But the horizon effect is the limitation of the optic being used. Start with your eyes, look for an object "disappearing behind the horizon". Now grab some binoculars and the object will reappear. Then repeat, find a further object "disappearing behind the horizon" with binoculars. Then grab a telescope and it reappears.
The rate at which objects should disappear is also incorrect. Standing upright, you should not be able to see another person standing upright at 5 miles. But you can, easily. You can see end to end at the salt flats. Ive been there too. Its 12 mile long and you can watch a car drive across the entire thing. At 12 miles that car should be 52ft below the horizon, but its not. Its in plain view.
Also on a flat earth map the sun and moon dont set. They are both up rotating around. There are many many examples that you can look up.
Youre missing the point. If water finds level. All bodies of water all level/flat. Thats impossible on a round object.

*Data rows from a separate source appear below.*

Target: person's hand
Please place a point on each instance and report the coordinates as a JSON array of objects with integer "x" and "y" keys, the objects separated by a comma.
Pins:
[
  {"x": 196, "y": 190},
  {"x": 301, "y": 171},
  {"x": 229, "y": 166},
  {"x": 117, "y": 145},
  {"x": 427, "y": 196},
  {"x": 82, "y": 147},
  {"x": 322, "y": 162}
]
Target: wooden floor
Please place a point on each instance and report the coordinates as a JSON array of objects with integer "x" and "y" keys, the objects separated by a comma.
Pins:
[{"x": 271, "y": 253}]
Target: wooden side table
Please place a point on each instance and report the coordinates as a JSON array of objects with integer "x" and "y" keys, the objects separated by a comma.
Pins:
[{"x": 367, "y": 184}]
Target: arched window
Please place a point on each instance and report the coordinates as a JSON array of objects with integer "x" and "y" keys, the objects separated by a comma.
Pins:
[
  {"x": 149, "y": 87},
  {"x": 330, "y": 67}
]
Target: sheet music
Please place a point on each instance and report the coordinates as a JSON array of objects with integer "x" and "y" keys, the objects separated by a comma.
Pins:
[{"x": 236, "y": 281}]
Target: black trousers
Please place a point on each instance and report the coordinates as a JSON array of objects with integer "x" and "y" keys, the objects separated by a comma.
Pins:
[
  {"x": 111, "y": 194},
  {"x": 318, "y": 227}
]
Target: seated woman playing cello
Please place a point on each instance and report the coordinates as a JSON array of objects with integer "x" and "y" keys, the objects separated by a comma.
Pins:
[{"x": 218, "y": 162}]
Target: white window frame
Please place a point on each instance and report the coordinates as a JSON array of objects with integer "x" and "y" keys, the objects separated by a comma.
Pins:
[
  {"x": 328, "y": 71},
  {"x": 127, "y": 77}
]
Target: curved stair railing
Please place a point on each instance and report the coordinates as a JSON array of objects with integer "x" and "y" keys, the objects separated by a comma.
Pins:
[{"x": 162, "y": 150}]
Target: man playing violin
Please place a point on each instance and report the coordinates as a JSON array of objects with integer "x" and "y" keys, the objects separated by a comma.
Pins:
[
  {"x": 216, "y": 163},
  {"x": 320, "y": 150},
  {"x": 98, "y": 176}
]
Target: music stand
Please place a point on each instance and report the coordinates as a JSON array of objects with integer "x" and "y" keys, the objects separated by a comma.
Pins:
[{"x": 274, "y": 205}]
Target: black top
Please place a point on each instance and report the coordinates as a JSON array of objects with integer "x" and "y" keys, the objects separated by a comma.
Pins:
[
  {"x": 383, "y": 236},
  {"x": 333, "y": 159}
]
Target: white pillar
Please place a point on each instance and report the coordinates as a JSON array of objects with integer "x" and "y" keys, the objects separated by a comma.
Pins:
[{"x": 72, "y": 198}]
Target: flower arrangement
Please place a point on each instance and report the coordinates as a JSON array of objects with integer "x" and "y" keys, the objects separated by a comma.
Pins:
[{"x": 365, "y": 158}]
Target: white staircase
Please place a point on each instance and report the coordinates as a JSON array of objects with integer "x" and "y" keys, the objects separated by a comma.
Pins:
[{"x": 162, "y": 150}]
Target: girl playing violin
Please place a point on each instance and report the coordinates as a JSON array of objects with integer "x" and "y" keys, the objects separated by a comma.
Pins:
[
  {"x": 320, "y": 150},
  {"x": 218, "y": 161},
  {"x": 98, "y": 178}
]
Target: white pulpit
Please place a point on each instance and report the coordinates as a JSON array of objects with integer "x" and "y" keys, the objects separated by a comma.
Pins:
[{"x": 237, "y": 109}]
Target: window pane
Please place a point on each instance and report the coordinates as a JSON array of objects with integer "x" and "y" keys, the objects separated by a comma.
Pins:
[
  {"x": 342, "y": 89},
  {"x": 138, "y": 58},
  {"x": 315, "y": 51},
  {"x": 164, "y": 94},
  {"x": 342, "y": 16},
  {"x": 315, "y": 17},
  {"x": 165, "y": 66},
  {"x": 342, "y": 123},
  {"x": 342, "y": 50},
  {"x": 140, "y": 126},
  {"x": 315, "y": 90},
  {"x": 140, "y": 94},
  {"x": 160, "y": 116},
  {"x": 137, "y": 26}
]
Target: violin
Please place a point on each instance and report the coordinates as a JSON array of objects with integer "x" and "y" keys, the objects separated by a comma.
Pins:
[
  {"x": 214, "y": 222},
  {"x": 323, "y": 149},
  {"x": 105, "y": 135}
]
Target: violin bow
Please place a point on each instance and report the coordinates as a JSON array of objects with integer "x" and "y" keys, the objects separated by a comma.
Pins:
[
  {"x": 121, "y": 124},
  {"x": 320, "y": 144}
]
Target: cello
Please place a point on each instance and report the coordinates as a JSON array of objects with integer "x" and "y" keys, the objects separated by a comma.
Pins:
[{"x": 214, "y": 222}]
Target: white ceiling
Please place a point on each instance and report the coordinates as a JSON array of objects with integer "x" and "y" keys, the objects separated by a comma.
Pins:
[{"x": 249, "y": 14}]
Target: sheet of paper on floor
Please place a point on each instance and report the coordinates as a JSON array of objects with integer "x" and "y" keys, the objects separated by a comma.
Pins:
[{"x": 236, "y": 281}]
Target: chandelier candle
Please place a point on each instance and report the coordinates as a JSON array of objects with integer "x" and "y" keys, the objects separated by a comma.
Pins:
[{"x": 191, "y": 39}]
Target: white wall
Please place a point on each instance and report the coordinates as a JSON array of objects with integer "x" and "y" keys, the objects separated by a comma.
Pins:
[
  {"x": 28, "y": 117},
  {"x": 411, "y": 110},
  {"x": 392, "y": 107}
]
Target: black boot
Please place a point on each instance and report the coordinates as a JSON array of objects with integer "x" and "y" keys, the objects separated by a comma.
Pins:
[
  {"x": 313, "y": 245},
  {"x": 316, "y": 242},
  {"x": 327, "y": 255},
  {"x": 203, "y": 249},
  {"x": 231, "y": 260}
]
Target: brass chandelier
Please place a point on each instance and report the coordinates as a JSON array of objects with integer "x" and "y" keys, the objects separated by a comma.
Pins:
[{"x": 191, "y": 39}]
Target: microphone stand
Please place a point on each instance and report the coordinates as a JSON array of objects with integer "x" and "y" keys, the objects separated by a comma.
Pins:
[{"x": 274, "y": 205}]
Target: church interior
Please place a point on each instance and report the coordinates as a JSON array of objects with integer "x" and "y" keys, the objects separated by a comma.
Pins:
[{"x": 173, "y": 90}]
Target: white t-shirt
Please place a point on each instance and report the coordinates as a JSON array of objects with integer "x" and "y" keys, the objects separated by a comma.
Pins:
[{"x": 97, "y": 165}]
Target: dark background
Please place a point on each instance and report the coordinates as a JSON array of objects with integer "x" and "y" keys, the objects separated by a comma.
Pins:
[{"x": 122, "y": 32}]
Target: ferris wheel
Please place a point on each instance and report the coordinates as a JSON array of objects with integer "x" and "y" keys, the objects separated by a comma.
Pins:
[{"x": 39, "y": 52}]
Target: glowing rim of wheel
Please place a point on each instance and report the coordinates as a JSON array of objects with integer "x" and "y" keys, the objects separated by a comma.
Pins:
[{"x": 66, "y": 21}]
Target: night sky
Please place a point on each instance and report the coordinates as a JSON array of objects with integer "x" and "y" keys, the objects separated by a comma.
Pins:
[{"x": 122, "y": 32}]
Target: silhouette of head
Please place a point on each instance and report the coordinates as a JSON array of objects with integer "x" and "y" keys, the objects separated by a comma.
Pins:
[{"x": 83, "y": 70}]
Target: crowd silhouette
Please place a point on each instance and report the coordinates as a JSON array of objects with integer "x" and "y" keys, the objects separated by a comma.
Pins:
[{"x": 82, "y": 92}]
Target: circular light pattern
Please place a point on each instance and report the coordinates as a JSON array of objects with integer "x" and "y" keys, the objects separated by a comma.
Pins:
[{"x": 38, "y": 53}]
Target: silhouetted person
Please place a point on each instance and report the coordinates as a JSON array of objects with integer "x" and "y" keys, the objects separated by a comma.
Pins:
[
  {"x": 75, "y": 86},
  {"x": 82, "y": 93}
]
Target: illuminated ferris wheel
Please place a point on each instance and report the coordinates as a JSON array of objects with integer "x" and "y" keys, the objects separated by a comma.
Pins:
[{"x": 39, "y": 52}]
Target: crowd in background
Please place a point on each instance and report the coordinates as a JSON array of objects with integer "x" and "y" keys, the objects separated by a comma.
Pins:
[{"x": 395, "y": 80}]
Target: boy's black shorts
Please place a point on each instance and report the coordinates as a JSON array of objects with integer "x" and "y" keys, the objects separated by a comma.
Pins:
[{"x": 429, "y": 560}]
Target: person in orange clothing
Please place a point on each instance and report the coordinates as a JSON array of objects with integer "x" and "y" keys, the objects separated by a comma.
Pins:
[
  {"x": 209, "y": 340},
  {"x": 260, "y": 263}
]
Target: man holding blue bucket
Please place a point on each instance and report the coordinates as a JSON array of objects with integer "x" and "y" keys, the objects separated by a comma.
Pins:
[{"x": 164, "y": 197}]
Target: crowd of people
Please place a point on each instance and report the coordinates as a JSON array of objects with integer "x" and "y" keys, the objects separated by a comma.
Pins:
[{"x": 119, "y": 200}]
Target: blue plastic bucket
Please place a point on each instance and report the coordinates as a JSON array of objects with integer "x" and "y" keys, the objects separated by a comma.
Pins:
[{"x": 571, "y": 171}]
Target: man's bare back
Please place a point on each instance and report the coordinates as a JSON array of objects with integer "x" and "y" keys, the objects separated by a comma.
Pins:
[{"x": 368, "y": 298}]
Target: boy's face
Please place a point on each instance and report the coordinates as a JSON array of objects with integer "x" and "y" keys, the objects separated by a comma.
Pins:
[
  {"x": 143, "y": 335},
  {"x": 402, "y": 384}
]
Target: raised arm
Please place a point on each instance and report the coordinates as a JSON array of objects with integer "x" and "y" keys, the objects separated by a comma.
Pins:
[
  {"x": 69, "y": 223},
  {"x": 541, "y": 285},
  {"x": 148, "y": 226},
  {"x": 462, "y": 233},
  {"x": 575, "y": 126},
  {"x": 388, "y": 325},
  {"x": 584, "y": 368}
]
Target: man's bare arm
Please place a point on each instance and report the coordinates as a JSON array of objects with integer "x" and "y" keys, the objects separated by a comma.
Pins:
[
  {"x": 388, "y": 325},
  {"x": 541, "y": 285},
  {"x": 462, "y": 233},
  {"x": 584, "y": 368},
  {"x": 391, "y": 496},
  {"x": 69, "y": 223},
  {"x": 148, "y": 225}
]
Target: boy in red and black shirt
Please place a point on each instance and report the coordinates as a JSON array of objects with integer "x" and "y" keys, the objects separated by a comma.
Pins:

Terra Mar is a location that ghislaine maxwell claimed legal citizenship of at her trial. I cant believe how little traction that got. She is a legal citizen of a place that is not on any map and no one cares.
As I said, I'm not talking about seeing a curved horizon. I'm well aware that it's imperceptible even at cruising altitude for most planes in the air. That does not prove a flat Earth or disprove a globe that is 8000 miles in diameter.
This is absolutely wrong and I am actually shocked to hear it. Binoculars, telescopes, and zoom lenses do not make objects appear that are otherwise actually invisible to the naked eye. They magnify what is already there. You are essentially changing your field of view, but not your point of view (unless your talking about a periscope of course).
I'd love to see some evidence of that. Following this flat earth stuff for years, and I have never seen anything at the level you're suggesting. When I go to the beach here, tankers and cargo ships 10-15 miles out are like half obscured by the horizon. Forgive me if I doubt you're clearly seeing a car across the longest part of the flats.
Also, the distance you get from a calculation generally assumes a straight line to the subject, but does not take into account any atmospheric refraction, which would give you a slightly better view.
Have you never watched a sunset from those peaks you've climbed? If the Earth is flat, and the horizon is however many thousands of feet below you, how can you explain to yourself that the sun disappears behind it?
Side note, I was once in Iceland in mid-summer and I watched the sun set and then rise like 10 minutes later (not from the other direction obviously, it just did a curve dip below the horizon). This is something that is easy to understand with a globe-earth model, and can be visualized in any globe-earth simulation, but it was still very interesting to see in person. If it was just floating around above the flat earth, it would never have gotten even that low.
You're missing the point that water is only "level" because it is attracted to the Earth's center of gravity, which is at the center of the globe. The "sea level" is always roughly the same distance from the center of the earth. I say roughly because I'm ignoring the variances in gravitational influence from land masses and the Moon (tides, duh).
Probably because if you read the deposition, even the judge did not take that claim seriously. Just because she made that claim does not give it any legal standing. She is not a legal citizen of a place that doesn't exist just because she said so. She is a citizen of the US, UK, and France.